This week I heard the story of a man who attended the same university that I did for my undergraduate degree work. He was just a few years ahead of me, so he is in his early 50’s. His life however has taken an unexpected direction. I don’t know the details, but I was made aware this week that he has lived alone in a nursing home for quite some time. Thankfully several alums from our alma mater have made a point to reach out to him.
One of those kind souls who have touched his life made a comment that I cannot get out of my mind. She said: We can’t just go see someone like him one time. That would be cruel. I found that to be profound. She of course is right. When we go see a younger person living in a nursing home, we get their hopes up. They think that person really cares. And so naturally they anticipate further contact from the visitor. It would be cruel to leave them sitting there all alone after one visit…
It occurs to me that we pat ourselves on the back for going to feed the homeless one time. Or we help needy children during the Christmas season. It is a one day event. We take teens from our church youth group to clean an elderly person’s yard for one day. We do so many things “one time.” I sometimes wonder if we spend more time patting ourselves on the back then we do in actual service to others.
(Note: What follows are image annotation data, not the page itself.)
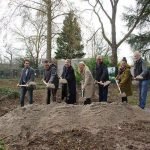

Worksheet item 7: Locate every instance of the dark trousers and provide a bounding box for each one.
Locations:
[99,85,108,102]
[20,87,33,107]
[122,97,128,102]
[61,84,68,101]
[46,88,57,104]
[61,84,76,104]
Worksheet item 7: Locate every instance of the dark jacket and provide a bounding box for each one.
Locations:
[61,66,76,82]
[61,66,76,104]
[44,64,59,88]
[19,67,35,84]
[96,63,109,82]
[116,65,132,96]
[134,58,149,80]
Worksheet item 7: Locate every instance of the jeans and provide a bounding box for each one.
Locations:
[139,80,149,109]
[46,89,57,104]
[20,87,33,107]
[99,85,108,102]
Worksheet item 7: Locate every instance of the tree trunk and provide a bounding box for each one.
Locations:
[46,0,52,61]
[111,45,118,66]
[111,1,118,66]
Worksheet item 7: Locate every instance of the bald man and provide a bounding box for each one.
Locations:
[134,51,149,109]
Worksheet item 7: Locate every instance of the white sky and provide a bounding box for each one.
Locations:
[0,0,135,63]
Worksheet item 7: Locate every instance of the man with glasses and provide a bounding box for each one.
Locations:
[134,51,149,109]
[96,55,109,102]
[17,59,34,107]
[43,60,59,104]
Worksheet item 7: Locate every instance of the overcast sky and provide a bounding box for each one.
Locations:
[0,0,137,61]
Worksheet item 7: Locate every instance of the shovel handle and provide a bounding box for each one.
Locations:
[115,80,122,94]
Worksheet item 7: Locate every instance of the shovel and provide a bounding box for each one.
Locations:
[115,80,126,97]
[42,80,55,89]
[79,89,85,104]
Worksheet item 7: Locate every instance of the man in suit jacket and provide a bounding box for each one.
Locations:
[43,60,59,104]
[18,59,34,107]
[96,55,109,102]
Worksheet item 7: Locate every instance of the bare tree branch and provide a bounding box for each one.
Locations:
[117,1,149,47]
[97,0,112,22]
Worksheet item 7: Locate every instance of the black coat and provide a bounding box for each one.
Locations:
[61,66,76,104]
[96,63,109,82]
[44,64,59,88]
[19,67,35,84]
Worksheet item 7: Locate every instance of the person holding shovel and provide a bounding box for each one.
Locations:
[43,60,59,104]
[116,60,132,103]
[96,55,109,102]
[134,51,150,109]
[17,59,34,107]
[78,61,94,105]
[61,59,76,104]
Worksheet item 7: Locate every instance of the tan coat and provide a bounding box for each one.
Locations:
[81,68,94,98]
[116,67,132,96]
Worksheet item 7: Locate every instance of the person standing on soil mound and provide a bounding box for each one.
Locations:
[17,59,34,107]
[78,61,94,105]
[61,59,76,104]
[43,60,59,104]
[134,51,149,109]
[116,59,132,103]
[96,55,109,102]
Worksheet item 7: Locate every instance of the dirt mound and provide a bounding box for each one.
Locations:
[0,103,150,150]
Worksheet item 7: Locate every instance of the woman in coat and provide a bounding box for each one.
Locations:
[61,59,76,104]
[78,61,94,105]
[116,60,132,103]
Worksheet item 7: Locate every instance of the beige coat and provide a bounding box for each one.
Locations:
[82,68,94,98]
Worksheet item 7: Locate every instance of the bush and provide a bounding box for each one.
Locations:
[74,65,82,85]
[0,88,19,98]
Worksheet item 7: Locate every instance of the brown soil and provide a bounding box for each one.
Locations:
[0,82,150,150]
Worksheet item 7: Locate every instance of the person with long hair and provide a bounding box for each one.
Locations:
[61,59,76,104]
[116,60,132,103]
[78,61,94,105]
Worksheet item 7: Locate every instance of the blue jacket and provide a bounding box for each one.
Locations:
[19,67,34,84]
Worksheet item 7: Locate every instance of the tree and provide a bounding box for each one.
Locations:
[84,0,148,66]
[3,0,66,61]
[124,0,150,55]
[13,11,46,68]
[55,11,85,59]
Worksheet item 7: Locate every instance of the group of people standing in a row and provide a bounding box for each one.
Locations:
[18,51,149,109]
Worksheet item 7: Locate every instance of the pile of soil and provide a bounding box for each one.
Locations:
[0,102,150,150]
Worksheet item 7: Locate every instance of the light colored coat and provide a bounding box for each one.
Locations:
[81,67,94,98]
[116,66,132,96]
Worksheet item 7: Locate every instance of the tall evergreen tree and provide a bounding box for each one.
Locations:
[55,11,85,59]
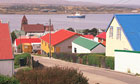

Today I am thinking about a friend of mine that visits a young man with Down’s syndrome in a nursing home every single Friday. They go to lunch or get out for a soft drink. I am thinking of friends that volunteer for hospice. One of my friends sits with hospice patients at nursing home facilities for hours at a time several days a week. When the patient dies, she grieves with them. And I am thinking about a lady I read about recently who meets military personnel returning from overseas assignments at the airport. She calls herself the “hugging lady.” She hugs every single soldier as they arrive. She has provided this service for years now. I also appreciate a friend of mine who was recently widowed. He often spends his days visiting people in assisted living facilities. And I think of my friend Laverne. I officiated at Laverne’s funeral recently. Prior to her death she and a group of ladies did what they referred to as “calling and caring.” Every week they called and sent cards to elderly people that were home-bound.
What about this young man who lives in a nursing home? We can’t just visit him one time. That would be cruel….She is right. And so I am reminded that commitment to serving others is characterized by consistency. And I am thinking that serving a few people really well is better than spreading ourselves too thin. And I am convicted by the fact that I have gone to see way too many people only one time.